What is the Mississippi Center for Investigative Reporting that you founded and what is its focus?
“The Clarion-Ledger offered me a buyout and I wound up taking that in 2019 and started the Mississippi Center for Investigative Reporting, a nonprofit news organization. Debbie Skipper, a former longtime Clarion Ledger editor, is our managing editor.
“We work with journalists and young journalists who happen to be college students on projects and try to make a difference. We’ve been reporting on diabetes. We wrote about the most diabetic place in America, which happened to be in the Delta on Arkansas side, and now, they’re trying to rally and do something about it. Diabetes is an issue that doesn’t get talked about that much, but it’s incredibly important. If we don’t change the trajectory of this disease, it could potentially bankrupt our healthcare system and it’s very devastating to families.”
Do you have any advice for students who would want to follow in your footsteps?
“I think that journalism is one of the most noble professions in the world. It’s a means by which we can help people and make a difference in people’s lives.

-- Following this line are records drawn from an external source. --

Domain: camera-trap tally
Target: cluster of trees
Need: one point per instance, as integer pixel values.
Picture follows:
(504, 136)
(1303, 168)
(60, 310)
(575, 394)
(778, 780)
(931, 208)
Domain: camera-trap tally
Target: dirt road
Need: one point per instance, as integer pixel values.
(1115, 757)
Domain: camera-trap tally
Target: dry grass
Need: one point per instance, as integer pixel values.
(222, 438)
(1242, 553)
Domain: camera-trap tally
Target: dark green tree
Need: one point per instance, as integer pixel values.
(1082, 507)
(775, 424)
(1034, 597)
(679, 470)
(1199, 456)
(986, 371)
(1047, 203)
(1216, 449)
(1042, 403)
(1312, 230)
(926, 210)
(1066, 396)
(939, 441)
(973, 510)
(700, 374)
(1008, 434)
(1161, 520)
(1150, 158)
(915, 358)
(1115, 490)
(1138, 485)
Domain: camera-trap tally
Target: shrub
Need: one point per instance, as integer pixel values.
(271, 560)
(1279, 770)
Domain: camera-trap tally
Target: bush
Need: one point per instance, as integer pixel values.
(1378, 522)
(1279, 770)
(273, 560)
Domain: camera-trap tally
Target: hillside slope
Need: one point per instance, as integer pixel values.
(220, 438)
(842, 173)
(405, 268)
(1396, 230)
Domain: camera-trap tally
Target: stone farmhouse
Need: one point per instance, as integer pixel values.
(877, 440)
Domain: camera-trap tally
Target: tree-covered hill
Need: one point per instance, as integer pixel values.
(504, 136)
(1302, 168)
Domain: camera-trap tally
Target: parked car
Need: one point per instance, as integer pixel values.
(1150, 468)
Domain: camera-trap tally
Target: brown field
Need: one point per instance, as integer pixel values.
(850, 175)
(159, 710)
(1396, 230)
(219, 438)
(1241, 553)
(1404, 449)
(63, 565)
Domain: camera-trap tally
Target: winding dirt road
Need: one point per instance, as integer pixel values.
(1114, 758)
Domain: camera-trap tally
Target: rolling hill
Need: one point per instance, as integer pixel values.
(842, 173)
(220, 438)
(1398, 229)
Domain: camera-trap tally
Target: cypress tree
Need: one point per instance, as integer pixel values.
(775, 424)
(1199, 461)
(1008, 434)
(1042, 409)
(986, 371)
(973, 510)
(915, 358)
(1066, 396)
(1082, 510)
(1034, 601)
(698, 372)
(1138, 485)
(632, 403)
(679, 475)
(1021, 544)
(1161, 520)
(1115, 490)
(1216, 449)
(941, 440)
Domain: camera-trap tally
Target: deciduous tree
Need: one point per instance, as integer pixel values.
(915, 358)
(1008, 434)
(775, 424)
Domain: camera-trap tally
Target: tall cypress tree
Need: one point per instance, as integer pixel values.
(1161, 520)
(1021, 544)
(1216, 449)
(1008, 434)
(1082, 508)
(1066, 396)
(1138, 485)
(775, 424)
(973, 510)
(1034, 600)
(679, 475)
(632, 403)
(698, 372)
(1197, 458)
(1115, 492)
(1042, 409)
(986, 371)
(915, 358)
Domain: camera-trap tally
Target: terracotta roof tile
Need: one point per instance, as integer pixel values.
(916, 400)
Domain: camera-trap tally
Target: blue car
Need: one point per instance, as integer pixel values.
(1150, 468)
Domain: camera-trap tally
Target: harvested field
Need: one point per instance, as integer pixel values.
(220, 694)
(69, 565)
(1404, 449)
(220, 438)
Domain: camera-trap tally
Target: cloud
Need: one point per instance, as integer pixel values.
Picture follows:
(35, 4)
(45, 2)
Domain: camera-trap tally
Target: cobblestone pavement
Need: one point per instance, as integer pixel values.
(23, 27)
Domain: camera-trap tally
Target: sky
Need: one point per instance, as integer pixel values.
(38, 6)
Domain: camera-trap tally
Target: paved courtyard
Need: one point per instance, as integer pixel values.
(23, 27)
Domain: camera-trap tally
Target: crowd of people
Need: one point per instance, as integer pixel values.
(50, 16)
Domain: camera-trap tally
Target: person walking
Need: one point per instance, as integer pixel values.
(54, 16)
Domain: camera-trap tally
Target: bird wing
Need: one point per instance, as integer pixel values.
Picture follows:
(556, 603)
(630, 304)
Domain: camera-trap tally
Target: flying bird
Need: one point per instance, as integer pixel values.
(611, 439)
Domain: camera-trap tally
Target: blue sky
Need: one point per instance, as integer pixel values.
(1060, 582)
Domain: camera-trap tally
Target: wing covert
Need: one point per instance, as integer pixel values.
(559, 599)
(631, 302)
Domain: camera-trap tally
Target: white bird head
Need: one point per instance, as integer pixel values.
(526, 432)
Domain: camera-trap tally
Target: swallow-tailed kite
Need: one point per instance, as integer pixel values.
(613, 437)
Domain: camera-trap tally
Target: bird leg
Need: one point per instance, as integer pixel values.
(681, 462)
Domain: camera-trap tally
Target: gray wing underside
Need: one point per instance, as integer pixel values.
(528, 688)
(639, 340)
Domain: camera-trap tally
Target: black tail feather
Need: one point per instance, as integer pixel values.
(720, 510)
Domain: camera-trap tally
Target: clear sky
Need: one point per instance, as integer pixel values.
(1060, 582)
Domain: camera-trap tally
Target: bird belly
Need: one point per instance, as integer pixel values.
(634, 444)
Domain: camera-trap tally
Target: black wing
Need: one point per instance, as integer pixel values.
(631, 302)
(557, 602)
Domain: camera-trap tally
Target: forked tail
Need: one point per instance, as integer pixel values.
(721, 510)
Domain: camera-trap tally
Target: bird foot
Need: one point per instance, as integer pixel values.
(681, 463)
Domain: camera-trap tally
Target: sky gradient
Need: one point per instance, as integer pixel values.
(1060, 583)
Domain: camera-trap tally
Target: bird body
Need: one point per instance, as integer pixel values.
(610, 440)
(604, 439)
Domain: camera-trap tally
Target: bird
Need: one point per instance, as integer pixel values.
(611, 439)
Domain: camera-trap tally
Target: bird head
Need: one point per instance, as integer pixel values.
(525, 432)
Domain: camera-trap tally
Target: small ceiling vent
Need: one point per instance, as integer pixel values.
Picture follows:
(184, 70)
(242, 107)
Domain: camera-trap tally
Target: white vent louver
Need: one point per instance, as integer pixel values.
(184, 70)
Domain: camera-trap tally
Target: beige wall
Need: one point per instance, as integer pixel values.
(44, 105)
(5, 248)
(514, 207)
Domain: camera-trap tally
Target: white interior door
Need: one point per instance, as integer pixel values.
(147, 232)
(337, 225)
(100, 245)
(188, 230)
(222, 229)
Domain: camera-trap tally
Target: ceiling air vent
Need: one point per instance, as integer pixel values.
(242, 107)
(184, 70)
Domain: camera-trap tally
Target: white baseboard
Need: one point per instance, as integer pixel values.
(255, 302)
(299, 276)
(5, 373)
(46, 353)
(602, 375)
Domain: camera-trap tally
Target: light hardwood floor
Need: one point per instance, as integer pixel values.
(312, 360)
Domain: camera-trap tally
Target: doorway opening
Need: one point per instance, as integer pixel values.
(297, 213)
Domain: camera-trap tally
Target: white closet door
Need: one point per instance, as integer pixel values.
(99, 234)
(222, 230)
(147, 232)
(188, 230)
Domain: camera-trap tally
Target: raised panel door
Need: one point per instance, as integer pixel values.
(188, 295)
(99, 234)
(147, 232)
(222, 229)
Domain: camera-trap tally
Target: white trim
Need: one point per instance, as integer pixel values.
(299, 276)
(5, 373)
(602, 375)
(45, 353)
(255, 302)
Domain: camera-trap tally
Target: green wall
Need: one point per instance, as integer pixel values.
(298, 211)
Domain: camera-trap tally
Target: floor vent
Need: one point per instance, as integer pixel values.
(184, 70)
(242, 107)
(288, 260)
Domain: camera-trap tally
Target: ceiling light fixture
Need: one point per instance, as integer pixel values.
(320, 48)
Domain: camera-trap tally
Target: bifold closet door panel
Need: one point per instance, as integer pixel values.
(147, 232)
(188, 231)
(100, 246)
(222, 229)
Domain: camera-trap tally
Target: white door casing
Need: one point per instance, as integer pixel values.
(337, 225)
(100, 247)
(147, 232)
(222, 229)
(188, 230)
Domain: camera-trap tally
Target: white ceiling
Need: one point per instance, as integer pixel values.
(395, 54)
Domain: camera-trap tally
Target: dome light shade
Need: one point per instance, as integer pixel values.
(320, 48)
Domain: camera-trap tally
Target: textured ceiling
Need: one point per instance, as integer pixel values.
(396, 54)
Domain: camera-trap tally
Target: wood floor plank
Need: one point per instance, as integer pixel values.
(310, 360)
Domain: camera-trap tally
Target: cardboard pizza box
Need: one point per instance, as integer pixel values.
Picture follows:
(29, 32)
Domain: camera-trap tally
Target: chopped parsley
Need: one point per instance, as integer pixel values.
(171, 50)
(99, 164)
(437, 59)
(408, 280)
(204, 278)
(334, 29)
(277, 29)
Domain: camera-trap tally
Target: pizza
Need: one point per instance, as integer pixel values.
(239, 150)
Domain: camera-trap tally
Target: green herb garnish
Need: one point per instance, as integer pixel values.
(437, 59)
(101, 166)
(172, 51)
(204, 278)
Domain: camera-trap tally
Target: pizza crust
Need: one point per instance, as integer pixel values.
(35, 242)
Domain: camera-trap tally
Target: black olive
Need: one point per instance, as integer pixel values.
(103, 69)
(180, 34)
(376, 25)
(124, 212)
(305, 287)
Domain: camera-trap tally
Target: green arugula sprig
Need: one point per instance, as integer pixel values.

“The thing that is fascinating and great about reporting is that as a reporter, you have the absolute excuse to call anybody or email anybody you want to. You meet people from all walks of life that you would never meet otherwise and it’s a very rewarding profession.
“As a high school journalist in my hometown of Texarkana, Texas, I met Ronald Reagan and Jimmy Stewart. Ronald Reagan was campaigning for president in 1976 and Jimmy Stewart was campaigning with him. In 1982 while I was still in college and working full time for the Arkansas Democrat, I spent all day hanging out with Bill and Hillary Clinton.”
Do you have any books to recommend?
“I’m reading Stanley Nelson’s new book, ‘Klan of Devils: The Murder of a Black Louisiana Deputy Sheriff.’
“Another one I’ve just started that came highly recommended is ‘Say Nothing: A True Story of Murder and Memory in Northern Ireland’ by Patrick Radden Keefe. I was in New York and Rea Hederman and his wife told me about it.”